Why can't you just stuff all your data into MySQL tables? When your data is a social network graph, millions of sensor readings per second, or semantic vectors for AI to understand, relational tables fall short. Different data shapes require different modeling approaches.


1. Beyond Relational: Why Do We Need Other Data Models?

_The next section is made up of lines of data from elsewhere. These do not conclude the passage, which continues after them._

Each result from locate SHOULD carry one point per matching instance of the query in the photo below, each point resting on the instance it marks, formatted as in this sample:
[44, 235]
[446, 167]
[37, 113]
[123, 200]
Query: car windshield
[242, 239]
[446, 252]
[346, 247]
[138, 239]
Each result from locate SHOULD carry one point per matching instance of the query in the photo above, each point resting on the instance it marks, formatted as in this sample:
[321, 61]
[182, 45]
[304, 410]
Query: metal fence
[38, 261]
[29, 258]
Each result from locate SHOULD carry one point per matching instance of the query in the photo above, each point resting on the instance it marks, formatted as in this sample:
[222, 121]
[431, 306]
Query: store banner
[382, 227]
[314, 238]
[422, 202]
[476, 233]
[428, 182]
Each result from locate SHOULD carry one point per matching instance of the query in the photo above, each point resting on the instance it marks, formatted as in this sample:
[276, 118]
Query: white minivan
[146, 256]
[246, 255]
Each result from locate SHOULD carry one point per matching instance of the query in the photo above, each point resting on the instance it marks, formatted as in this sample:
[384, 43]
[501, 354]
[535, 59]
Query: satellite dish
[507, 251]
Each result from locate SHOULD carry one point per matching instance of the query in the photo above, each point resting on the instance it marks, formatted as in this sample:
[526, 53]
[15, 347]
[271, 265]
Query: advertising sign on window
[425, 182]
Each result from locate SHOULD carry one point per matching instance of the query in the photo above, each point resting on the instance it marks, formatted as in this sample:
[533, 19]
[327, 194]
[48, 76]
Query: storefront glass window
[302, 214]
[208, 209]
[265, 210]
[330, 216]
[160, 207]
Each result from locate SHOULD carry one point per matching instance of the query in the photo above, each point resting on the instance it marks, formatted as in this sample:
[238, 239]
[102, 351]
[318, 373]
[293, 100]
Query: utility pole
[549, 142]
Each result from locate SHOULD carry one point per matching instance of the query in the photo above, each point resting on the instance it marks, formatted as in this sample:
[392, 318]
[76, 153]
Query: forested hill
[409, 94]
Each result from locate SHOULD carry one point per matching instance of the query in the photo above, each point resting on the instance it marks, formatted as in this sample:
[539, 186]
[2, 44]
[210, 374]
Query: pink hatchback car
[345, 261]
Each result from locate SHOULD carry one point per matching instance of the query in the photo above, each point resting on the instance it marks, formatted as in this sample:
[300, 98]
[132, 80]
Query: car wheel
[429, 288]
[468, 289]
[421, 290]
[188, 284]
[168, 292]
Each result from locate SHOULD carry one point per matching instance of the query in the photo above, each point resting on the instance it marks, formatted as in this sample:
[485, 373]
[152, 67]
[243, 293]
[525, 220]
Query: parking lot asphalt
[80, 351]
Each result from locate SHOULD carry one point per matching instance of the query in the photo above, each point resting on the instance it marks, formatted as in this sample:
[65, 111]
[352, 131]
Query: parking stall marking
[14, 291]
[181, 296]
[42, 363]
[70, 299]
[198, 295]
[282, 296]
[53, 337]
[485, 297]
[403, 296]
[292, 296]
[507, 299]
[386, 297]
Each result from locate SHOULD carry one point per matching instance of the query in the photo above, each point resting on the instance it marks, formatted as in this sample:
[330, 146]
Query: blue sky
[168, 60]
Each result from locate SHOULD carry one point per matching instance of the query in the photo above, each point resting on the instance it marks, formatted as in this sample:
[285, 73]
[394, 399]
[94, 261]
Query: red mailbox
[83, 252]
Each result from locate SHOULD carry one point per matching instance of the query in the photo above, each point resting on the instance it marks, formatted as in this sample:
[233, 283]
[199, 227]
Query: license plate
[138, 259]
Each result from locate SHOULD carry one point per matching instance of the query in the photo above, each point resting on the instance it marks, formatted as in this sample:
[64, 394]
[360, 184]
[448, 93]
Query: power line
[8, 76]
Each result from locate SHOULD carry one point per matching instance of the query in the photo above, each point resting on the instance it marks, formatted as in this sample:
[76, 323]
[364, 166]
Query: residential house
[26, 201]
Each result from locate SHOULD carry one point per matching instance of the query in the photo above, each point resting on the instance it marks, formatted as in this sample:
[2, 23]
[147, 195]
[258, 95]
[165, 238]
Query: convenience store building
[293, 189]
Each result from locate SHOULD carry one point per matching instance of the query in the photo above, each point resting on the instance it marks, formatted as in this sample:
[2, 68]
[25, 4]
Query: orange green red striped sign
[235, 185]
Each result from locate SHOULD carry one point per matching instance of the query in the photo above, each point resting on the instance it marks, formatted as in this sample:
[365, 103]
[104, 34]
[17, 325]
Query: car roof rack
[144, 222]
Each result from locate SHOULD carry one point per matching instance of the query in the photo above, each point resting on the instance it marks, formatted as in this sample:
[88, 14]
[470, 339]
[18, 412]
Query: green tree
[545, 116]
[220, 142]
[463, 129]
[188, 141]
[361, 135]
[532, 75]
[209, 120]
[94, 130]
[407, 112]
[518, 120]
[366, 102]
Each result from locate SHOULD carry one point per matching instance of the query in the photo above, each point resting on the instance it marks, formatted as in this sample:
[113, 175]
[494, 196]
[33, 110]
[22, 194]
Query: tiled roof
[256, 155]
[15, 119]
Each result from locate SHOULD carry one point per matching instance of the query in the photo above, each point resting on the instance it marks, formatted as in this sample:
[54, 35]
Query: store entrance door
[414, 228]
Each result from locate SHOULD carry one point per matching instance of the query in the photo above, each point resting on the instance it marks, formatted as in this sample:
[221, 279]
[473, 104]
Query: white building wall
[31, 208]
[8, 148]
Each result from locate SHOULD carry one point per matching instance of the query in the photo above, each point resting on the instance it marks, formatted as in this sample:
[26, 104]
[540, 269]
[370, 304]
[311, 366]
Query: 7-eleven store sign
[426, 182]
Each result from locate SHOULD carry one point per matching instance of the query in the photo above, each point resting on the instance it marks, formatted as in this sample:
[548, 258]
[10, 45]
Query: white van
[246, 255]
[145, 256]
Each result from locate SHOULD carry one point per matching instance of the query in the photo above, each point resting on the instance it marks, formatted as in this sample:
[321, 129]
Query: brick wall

Relational databases (MySQL, PostgreSQL) organize data with "tables + rows + columns," suitable for structured, well-defined business data. But real-world data comes in far more forms than just this:

Data ShapeRelational Pain PointBetter Model
User profiles (flexible fields, nested structures)Frequent ALTER TABLE, many NULL columnsDocument Model
Social networks (friends of friends of friends)Multi-level JOIN performance degrades exponentiallyGraph Model
Monitoring metrics (millions of writes per second)Write bottlenecks, historical data bloatTime-Series Model
AI semantic search ("similar meaning" content)Cannot express semantic similarityVector Model

Core Insight

It's not about "replacing" relational databases, but "supplementing" them. Most systems still run their core business on MySQL/PostgreSQL, but introducing specialized data models for specific scenarios can yield orders-of-magnitude performance improvements.


2. Document Model

2.1 What is the Document Model?

The document model stores data as JSON/BSON documents, where each record is a self-contained document that can have different field structures.

json
{
  "_id": "user_1001",
  "name": "Zhang San",
  "tags": ["VIP", "Active"],
  "address": { "city": "Beijing", "district": "Chaoyang" },
  "orders": [
    { "id": "o1", "amount": 299 },
    { "id": "o2", "amount": 599 }
  ]
}

Key Features:

  • No Schema Constraints: No need to predefine table structure; fields can be added or removed at any time
  • Nested Structures: Addresses and orders are embedded directly in the document; one read gets all data
  • Horizontal Scaling: Naturally suited for sharding, easily handling massive data volumes

2.2 Document vs. Relational

ComparisonRelational (MySQL)Document (MongoDB)
Data StructureFixed Schema, ALTER TABLE to modifyFlexible Schema, add fields anytime
Nested DataRequires multi-table JOINsEmbedded directly in the document
Cross-record RelationshipsJOINs are powerfulRelationship queries are weaker
Best ForStructurally stable business dataStructurally variable content data

2.3 Typical Use Cases

  • CMS Content Management: Articles, comments, and tags with varying structures
  • User Profiles: Different users have different attribute fields
  • Product Catalogs: Phones have "screen size," food has "shelf life" — completely different fields
  • Configuration Centers: Each service's configuration structure is inconsistent

Common Misconception

"MongoDB doesn't need data structure design" — Wrong! The document model also requires careful design: nesting levels shouldn't be too deep, and frequently updated sub-documents should be split into separate collections.


3. Graph Model

3.1 What is the Graph Model?

The graph model uses Nodes and Edges to represent entities and their relationships. Each node is an entity, each edge is a relationship, and both nodes and edges can carry properties.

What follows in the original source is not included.